18h30 vendredi soir. Alerte urgente sur votre téléphone : c’est votre frigo qui vous avertit que la plaquette de beurre est presque finie. L’application vous suggère par la même occasion d’acheter des cornets de glace à la vanille pour l’anniversaire de votre fille de samedi et qui est inscrite dans votre calendrier. Ni une ni deux : la commande est directement passée sur Amazon qui a signé un contrat avec la marque de votre réfrigérateur connecté. Bienvenue dans l’ère du «commerce intelligent», où vos appareils s’occuperont eux-mêmes de vos courses et où votre assistant personnel se chargera de vos achats quotidiens et de l’organisation de vos vacances.

Quand le commerce anticipe vos envies

Selon une étude de l’Insee, un Français sur cinq considère les courses comme une «corvée». Du coup, la plupart des sites d’e-commerce multiplient les initiatives pour faciliter l’achat : liste de courses préenregistrée, click&collect, achat en un clic, livraison en 24 heures… En 2014, Amazon avait même déposé un brevet de «livraison anticipée», afin de préparer la commande… avant même que vous ne l’ayez passée et payée. Tout cela grâce aux fameux algorithmes qui anticipent vos besoins en fonction de votre navigation et de votre historique d’achats. Déjà opérationnels depuis 2016 en France, les boutons «Dash» permettent de commander d’une simple pression les produits de différentes marques (Tassimo, Duracell, Hand Bag…). 49 marques ont déjà franchi le pas.

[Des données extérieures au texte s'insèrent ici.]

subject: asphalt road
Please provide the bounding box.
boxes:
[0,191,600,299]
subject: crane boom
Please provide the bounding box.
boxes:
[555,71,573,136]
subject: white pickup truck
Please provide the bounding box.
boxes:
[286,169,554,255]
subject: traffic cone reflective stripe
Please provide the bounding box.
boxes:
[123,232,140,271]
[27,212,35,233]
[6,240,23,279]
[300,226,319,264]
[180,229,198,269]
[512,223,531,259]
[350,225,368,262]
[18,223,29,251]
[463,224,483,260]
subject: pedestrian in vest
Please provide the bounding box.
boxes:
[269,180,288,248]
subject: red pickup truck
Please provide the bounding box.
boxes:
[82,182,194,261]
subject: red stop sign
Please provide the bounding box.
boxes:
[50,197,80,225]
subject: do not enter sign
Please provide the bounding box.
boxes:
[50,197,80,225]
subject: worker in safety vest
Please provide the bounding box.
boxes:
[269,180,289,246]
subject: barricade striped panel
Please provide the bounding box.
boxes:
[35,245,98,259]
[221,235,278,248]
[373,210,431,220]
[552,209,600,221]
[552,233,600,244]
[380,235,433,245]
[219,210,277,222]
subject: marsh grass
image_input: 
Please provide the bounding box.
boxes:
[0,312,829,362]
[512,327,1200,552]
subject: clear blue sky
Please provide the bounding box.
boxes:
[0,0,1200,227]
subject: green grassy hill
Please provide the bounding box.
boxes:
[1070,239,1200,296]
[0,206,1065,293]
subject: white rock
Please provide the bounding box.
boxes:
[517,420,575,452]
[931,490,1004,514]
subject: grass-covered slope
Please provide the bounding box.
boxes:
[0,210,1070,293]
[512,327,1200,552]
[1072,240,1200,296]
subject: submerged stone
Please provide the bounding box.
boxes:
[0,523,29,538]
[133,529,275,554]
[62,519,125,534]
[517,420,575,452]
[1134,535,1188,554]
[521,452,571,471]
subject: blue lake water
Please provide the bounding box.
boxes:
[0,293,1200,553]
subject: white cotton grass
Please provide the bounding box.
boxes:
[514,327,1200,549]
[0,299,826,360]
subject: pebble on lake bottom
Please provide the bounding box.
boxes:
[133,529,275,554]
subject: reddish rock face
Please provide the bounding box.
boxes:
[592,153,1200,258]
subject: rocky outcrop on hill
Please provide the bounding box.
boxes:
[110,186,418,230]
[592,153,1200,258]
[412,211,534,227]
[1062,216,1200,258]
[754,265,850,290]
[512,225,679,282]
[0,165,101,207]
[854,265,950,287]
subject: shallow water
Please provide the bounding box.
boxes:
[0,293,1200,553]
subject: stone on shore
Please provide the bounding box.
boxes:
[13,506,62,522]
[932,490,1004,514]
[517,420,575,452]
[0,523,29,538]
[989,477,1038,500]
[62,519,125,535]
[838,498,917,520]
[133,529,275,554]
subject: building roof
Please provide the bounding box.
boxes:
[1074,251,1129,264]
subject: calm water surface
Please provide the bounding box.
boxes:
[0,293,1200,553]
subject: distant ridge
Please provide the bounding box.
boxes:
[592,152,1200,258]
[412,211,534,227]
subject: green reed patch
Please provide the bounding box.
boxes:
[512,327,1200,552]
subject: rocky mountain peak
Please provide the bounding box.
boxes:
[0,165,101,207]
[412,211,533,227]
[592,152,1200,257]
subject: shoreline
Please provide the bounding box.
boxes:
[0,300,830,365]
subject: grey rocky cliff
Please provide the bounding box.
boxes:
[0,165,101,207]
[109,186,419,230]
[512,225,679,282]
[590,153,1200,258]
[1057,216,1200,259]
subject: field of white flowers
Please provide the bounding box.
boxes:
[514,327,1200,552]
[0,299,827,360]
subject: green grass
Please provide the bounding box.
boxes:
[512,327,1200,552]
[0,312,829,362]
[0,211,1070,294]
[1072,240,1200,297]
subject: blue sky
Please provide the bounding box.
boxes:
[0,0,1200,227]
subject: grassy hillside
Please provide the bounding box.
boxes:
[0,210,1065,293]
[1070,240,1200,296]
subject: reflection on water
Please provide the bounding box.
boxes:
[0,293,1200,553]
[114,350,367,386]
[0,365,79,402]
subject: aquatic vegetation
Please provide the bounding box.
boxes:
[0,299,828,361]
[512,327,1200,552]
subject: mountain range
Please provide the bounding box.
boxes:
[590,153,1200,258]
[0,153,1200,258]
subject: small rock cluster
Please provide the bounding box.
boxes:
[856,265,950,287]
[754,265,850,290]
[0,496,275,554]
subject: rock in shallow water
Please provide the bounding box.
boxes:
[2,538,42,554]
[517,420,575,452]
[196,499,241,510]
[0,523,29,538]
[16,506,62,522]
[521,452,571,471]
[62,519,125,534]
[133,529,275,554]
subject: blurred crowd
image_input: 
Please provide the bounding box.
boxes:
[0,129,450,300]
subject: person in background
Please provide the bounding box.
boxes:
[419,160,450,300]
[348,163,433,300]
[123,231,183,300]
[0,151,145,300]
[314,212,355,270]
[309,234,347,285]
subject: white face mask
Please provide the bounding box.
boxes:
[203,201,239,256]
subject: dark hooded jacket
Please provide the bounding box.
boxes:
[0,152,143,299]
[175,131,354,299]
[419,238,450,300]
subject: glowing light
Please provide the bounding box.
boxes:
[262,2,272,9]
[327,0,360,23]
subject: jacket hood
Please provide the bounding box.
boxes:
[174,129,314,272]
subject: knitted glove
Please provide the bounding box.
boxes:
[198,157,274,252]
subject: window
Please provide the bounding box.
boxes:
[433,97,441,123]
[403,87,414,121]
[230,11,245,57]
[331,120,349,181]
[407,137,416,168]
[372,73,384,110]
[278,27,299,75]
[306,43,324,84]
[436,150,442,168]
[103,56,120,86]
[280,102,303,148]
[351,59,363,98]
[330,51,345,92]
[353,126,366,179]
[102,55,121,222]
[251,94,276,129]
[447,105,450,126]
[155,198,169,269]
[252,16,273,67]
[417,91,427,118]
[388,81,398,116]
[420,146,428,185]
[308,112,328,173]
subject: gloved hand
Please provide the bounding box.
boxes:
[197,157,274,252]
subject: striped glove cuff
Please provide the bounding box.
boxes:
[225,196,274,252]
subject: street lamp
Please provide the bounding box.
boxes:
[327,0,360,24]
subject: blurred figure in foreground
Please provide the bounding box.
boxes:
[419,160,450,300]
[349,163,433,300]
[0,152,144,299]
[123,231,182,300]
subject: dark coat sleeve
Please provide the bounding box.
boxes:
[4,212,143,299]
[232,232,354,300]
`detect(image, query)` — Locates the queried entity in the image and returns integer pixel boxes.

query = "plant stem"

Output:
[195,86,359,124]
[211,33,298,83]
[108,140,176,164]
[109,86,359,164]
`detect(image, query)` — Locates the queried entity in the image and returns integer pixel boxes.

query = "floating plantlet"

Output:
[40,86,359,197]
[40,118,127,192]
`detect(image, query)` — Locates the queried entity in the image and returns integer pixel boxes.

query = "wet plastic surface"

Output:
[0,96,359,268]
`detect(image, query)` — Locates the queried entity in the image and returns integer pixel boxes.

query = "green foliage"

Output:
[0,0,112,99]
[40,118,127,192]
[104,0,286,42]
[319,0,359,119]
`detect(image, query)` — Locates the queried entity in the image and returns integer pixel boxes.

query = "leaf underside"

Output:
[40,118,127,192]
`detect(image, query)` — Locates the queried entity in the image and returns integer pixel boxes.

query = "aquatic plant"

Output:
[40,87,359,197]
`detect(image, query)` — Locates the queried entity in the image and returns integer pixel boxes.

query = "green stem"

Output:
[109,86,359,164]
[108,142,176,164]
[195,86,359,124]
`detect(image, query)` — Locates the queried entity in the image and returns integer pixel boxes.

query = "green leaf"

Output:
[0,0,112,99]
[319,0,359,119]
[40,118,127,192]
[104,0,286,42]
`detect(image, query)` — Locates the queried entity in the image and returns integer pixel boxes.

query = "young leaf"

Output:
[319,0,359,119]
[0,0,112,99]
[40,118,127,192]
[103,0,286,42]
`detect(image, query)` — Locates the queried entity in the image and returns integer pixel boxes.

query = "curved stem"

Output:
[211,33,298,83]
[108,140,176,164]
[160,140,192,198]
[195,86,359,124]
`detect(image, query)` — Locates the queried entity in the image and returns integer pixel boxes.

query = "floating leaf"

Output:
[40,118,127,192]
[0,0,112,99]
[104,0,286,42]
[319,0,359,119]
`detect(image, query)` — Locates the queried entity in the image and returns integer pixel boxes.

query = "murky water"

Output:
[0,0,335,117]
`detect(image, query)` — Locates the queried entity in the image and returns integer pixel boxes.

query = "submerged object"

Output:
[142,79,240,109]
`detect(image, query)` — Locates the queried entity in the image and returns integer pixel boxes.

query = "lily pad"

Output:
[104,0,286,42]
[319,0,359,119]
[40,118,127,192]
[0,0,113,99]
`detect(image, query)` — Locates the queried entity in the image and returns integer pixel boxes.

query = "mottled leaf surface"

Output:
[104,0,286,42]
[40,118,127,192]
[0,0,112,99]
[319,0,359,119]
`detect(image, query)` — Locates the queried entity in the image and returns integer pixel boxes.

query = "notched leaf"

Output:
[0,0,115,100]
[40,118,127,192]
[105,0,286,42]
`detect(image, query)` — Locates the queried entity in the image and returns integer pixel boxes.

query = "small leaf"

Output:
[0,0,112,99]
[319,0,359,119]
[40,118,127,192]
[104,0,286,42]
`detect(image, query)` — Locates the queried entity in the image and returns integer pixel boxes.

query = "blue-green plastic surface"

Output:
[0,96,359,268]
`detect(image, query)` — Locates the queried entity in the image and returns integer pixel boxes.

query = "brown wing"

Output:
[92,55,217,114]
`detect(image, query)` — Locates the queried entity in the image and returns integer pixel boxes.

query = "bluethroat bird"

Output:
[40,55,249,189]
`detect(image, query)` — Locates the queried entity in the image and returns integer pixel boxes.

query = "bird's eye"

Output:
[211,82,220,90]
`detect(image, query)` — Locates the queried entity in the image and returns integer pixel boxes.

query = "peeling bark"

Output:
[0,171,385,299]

«Hey Google, je veux prendre des vacances au Portugal, fais une réservation pour moi»

Car l’intelligence artificielle (IA) est pour les commerçants un champ de possibles absolument extraordinaire. En mai 2017, Scott Huffman, le responsable de la recherche vocale chez Google, a montré lors d’une keynote comment il voyait le commerce du futur. Il a commandé une salade chez Panera Bread (une chaîne de restauration américaine), qui lui a demandé son adresse de livraison. Le magasin lui a suggéré d’ajouter une limonade à son menu et de payer en ligne grâce aux informations bancaires préalablement enregistrées par Google. «Passer une commande vocale prend 80% de temps en moins», se réjouit Blaine Hurst, le Président de Panera, persuadé que l’intelligence artificielle préfigure «le futur de la commande en ligne». Et l’idée ne se limite pas aux sandwichs. «Un jour, on pourra dire : Hey Google, je veux prendre des vacances au Portugal sur la côte en septembre, fais une réservation pour moi», s’enthousiasme Scott Huffman. Adieu les longues heures passées à comparer les prix des compagnies aériennes et à scruter les avis consommateurs sur TripAdvisor.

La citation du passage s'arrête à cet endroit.